When I was old enough to have a school locker, they were used to hold books. Maybe a photo or two, held on with magnets or Scotch tape. And we had to walk uphill, in the snow, everyday, just to reach our locker, so no one spent much time decorating it.
Fast forward to today and there are lockers at my son’s middle school that are better decorated than my bedroom! I say, “Good for you.” I’m all for expressing yourself and making your locker something other than a pit of old papers and squished sandwiches.
So far, the only “extras” our son wants in his locker are a shelf (his locker has none) and a mirror (and he’s not even sure why he wants that, but he saw it in an ad and figured he needed it). While shopping for these luxuries, I saw this:
Oh my stars! Is that a chandelier in the locker on the right?* And wallpaper (removable). And adorable organizers, that are also practical – those I would buy. Then there are the locker rugs. I see pink on the left and a zebra pattern on the right, but should tell you there are soooooo many more choices (who knew lockers got chilly?).

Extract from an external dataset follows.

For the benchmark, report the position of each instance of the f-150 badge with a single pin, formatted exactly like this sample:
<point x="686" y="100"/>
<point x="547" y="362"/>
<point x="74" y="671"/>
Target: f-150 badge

I did discover patterns and project ideas for making your own locker rug – weaving, knitting, macrame, even hook rug kits – those are something I could get behind. Again, I’m all for self-expression. But $10 or more for a locker rug?
Well, it just so happens that Good Garbage is cleaning out its remaining carpet remnants to make room for new remnants that will be donated his fall. So, I’ve been busily brainstorming what could be made from these plush little squares. Coasters? Barbie area rugs? Cushions for the inside of a gift box? Or how about a one-of-a-kind locker rug?
I used some good, strong cardboard as my base – left over from a book of fabric remnants. I cut it to 10.5″(w) x 10.5″(d) for our 11″ x 11″ middle school lockers. Then I wrapped the edges with Washi tape, to cover the raw edge left after cutting and to make all the edges look the same.
After that, it was just a matter of gluing the carpet samples to my base. I used a glue gun, but a strong craft glue or double-sided tape would work, too. And I mixed in some larger carpet samples I got at Home Depot years ago, because who wants uniform?
If you prefer a more finished look, you could add piping in between the pieces and around the outside edge, to fill the gaps and cover any flaws. If you don’t have a locker, you could make one of these for the cabinet under your sink or a drawer liner or the place where your pet’s food and water bowls sit or any number of spaces in your home.
Now it’s your turn to brainstorm: what would you make with carpet samples?